Resistencia ativa: não adiantava resistir passivamente. Eu resisto, eu discordo. Mas


apenas manifesto a minha discordância. Então a resistência ativa supunha dois
requisitos: 1) que fosse coletiva. Mobilização de todos os profissionais da educação,
articulados com os professores, sindicatos de demais trabalhadores, movimentos
sociais populares; 2) tivesse proposta alternativa.

Ultimamente tenho retomado isso. Na resistência à politica atual, a essa direita.
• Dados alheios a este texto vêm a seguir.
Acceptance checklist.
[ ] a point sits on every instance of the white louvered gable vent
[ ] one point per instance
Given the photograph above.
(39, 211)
Resistencia que implica mobilização ampla, coletiva (sindicatos, movimentos
sociais, partidos de oposição).

O Papel da escola

Não é verdade que vivemos na sociedade do conhecimento. Vivemos na sociedade


da informação, que não é a mesma coisa que conhecimento. Conhecimento supõe a
compreensão das relações, das estruturas, do modo como a realidade está
estruturada. Do modo como a sociedade se desenvolveu, funciona. O conhecimento
é o domínio dessas relações.
O que está acessível a um clique são as informações. Pra ter acesso ao conhecimento
eu preciso ir além desses meios, desses instrumentos. E ainda é a escola onde posso
ter acesso aos conhecimentos. Alias, o próprio elemento pressuposto para eu ter
acesso as informações pela internet é na escola que se obtem, é a alfabetização.

A forma mais apropriada para se passar da condição de analfabeto para alfabetizado


é a forma escolar. Além disso, há um problema de outra ordem. Está bem, com os
meios das chamadas tecnologias digitais, tenho acesso aos mais varados tipos de
informações. Mas como é que eu vou distinguir as informações relevantes das
irrelevantes? E como é que eu vou distinguir as verdadeiras das falsas? Isso não está
dado pelos meios de informação. Isso está dado pelo domínio dos conhecimentos
que eu vou adquirir nas escolas. A partir ds escolas tenho uma formação que me
permite captar como a realidade está estruturada, quais são as relações fundamentais
que preside a vida humana, e a partir daí aprendo a distinguir, desenvolvo critérios
de distinção. Passo a acessar a internet, as informações, mas tenho esses critérios.

Papel fundamental e ainda mais importante nessas condições em que as informações


são disseminadas de forma caótica e com uma mistura enorme do que é falso e
verdadeiro. Relevante e irrelevante.